Katrina’s addiction to romantic comedy movies and Patricia’s sudden urge to become a Catholic nun strike me as arbitrary developments by a writer with ungrounded ideas, and Miller doesn’t have anything funny or insightful to say about male artists and the women who become their muses. The bigger issue for me is Steven’s opera, which has the same title as this movie. The staging of She Came to Me is minimalist, and I hate minimalist stagings of operas. Miller has nothing to say about this played-out trend, either. The music is by Bryce Dessner of the folk-rock band The National, and I’m not loving the classical phase that he’s going through right now. (He also did the forgettable songs for the Dinklage vehicle Cyrano.) You don’t believe the rapturous reception that greets Steven’s new opera and gets his career back on track.
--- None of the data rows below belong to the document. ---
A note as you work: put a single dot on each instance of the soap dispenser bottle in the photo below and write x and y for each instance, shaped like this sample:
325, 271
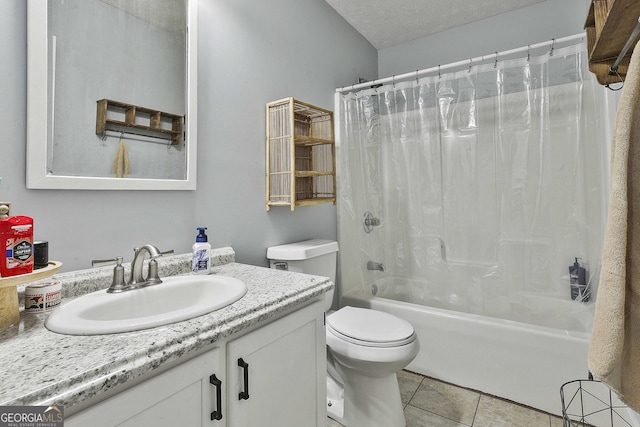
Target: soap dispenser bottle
201, 263
578, 281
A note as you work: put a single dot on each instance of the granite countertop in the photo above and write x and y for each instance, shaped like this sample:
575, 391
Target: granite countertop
40, 367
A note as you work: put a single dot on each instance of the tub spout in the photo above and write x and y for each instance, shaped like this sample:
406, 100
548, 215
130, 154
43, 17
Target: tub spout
375, 266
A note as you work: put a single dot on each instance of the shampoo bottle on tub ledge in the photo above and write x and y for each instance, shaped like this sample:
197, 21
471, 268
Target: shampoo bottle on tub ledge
201, 263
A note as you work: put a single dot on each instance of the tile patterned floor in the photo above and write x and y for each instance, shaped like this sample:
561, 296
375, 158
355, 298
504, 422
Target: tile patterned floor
431, 403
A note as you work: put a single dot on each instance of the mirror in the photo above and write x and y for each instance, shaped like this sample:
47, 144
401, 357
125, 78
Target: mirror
134, 59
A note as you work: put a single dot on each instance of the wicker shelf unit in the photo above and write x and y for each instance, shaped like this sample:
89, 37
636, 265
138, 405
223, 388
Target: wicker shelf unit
609, 25
300, 154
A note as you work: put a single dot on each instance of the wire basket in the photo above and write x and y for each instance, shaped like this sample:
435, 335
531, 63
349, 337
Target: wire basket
592, 403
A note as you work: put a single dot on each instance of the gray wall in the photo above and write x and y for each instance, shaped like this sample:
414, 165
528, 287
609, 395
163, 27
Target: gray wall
534, 24
250, 53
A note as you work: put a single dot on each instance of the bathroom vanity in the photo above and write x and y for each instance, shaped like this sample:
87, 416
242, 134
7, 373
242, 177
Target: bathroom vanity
259, 361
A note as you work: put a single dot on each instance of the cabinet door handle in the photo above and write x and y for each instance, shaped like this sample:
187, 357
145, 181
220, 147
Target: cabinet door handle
244, 395
217, 414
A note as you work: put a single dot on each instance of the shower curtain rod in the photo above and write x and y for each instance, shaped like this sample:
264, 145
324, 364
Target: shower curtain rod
483, 58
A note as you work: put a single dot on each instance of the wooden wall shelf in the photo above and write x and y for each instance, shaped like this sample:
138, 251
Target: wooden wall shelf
138, 120
609, 24
301, 162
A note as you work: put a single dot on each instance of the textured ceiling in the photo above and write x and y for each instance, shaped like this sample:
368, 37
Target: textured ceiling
386, 23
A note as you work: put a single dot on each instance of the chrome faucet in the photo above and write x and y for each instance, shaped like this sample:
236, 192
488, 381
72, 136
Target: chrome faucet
375, 266
137, 280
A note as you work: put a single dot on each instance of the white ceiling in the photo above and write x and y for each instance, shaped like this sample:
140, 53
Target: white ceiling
386, 23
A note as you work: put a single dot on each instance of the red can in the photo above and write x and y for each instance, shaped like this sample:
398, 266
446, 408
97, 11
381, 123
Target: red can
16, 237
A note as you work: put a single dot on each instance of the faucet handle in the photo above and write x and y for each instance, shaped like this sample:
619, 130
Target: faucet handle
118, 284
104, 262
152, 276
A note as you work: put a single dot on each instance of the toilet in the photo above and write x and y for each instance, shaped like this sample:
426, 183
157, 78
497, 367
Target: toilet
365, 347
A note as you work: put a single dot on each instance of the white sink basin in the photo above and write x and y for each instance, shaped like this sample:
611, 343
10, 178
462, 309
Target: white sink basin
175, 299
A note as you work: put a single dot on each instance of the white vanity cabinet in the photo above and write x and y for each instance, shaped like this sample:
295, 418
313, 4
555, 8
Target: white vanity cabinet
282, 367
276, 375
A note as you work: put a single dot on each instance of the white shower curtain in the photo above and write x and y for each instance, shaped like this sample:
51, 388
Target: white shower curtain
488, 182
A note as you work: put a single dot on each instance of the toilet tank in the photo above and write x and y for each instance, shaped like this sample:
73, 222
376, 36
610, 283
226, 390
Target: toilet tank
315, 256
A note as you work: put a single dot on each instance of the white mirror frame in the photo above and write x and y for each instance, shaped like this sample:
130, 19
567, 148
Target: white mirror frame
38, 121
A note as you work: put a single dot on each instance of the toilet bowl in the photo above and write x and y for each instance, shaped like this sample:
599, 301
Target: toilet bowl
365, 348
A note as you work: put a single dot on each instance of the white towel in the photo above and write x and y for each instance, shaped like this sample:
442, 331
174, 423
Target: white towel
121, 167
614, 353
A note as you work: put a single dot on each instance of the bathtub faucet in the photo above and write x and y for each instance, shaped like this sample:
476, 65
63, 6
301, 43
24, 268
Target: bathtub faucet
375, 266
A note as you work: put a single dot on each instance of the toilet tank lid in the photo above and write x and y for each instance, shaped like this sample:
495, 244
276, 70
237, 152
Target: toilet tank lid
302, 250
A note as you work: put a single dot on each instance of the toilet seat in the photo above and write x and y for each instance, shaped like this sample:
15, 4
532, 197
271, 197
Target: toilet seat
370, 328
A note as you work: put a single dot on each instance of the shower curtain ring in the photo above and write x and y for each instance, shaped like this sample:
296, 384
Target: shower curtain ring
612, 72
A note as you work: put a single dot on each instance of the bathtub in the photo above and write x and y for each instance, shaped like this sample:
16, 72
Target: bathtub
517, 361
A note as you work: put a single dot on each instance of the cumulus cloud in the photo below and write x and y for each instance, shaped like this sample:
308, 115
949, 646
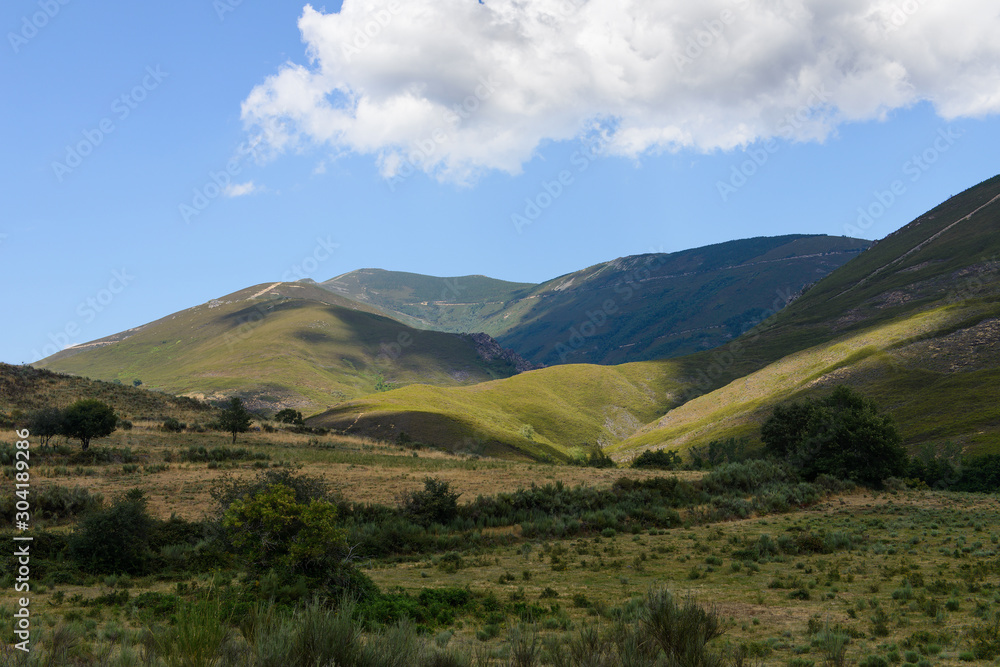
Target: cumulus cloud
455, 87
240, 189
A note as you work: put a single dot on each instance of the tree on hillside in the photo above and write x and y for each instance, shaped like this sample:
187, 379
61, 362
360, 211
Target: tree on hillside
45, 423
88, 418
289, 416
235, 418
844, 435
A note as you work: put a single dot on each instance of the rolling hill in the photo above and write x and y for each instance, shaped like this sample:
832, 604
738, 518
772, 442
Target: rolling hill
284, 345
912, 322
24, 388
630, 309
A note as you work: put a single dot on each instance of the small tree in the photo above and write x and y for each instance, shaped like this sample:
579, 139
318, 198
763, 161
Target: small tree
289, 416
437, 503
844, 435
45, 423
88, 418
114, 540
235, 418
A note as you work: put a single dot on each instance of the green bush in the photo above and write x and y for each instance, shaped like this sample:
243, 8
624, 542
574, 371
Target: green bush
661, 458
844, 435
682, 630
114, 540
437, 503
172, 425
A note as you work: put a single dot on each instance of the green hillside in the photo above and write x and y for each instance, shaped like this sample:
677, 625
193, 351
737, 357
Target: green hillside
280, 345
24, 388
560, 411
630, 309
912, 322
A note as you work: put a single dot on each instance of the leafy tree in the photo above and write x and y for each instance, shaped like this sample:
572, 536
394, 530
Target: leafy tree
437, 503
114, 540
271, 529
844, 435
88, 418
665, 459
45, 423
235, 418
172, 425
289, 416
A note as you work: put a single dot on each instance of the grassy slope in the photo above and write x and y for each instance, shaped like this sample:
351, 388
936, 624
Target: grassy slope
660, 304
847, 328
294, 345
880, 323
559, 411
23, 388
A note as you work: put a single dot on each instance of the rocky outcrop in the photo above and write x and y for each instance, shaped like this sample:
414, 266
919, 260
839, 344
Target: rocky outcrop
488, 349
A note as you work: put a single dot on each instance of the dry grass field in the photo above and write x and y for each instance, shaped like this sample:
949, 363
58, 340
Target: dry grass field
909, 577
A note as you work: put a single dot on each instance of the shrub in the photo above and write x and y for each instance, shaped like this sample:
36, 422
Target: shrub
596, 459
272, 530
661, 458
289, 416
171, 425
843, 435
114, 540
682, 630
437, 503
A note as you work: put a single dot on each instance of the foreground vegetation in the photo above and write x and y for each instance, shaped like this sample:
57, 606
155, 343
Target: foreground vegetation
779, 571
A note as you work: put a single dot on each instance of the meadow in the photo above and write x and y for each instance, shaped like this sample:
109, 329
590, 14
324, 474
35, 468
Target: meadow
794, 574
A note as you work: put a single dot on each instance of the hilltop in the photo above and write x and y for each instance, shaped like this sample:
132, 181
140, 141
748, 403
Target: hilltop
632, 308
911, 322
283, 345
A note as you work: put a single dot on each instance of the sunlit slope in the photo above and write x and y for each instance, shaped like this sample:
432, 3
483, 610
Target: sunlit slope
24, 388
280, 345
558, 411
908, 322
912, 323
633, 308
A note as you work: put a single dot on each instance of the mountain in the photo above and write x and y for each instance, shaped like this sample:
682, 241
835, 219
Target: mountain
285, 345
912, 322
634, 308
24, 388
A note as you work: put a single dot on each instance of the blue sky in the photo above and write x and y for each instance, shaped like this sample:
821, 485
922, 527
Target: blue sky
121, 118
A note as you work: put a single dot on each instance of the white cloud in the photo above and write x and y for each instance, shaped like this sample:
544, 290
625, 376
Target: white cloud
240, 189
456, 87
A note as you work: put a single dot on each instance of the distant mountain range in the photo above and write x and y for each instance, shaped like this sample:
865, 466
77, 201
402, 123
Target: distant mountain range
285, 345
629, 309
913, 321
311, 346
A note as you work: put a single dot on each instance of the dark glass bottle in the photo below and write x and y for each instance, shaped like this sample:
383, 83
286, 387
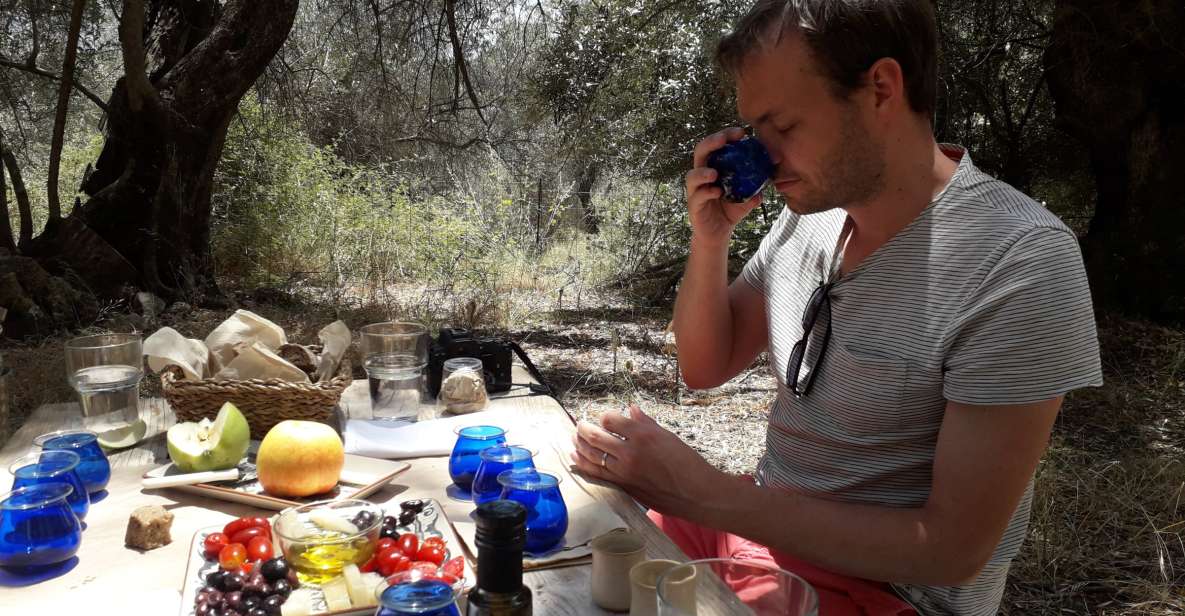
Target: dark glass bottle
500, 537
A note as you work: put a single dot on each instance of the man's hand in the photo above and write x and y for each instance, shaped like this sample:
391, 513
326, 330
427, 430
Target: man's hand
712, 219
647, 461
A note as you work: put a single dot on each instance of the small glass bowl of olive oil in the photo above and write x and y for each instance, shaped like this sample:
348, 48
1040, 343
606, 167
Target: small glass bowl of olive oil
320, 538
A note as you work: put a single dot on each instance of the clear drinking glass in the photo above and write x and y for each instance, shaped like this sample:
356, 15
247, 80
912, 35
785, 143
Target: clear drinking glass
106, 371
395, 355
756, 588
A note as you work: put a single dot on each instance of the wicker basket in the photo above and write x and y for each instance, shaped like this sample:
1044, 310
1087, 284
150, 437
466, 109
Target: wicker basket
264, 403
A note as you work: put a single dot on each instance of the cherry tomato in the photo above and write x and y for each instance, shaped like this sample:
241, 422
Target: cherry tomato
260, 549
454, 568
430, 553
245, 536
232, 557
427, 569
213, 544
443, 577
409, 544
383, 545
392, 562
245, 523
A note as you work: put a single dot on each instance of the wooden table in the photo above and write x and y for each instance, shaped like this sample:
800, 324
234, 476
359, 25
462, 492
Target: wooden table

The felicities here are the less expected ones. Miller spends as much energy showing us the operation of a tugboat as she does with the creative process of a classical composer, and she manages to engineer a climax at a Civil War reenactment without it feeling forced. The different plot threads give all the actors something to play (Joanna Kulig, the Polish star of Cold War, does a fine turn in English as Tereza’s overprotective mother), and the action is diverting even as you’re wondering where it’s headed. The way it’s all tied up is a delightful surprise, too. She Came to Me isn’t great art, but it’s a pleasing diversion.

She Came to Me
Starring Peter Dinklage, Marisa Tomei, and Anne Hathaway. Written and directed by Rebecca Miller. Rated R.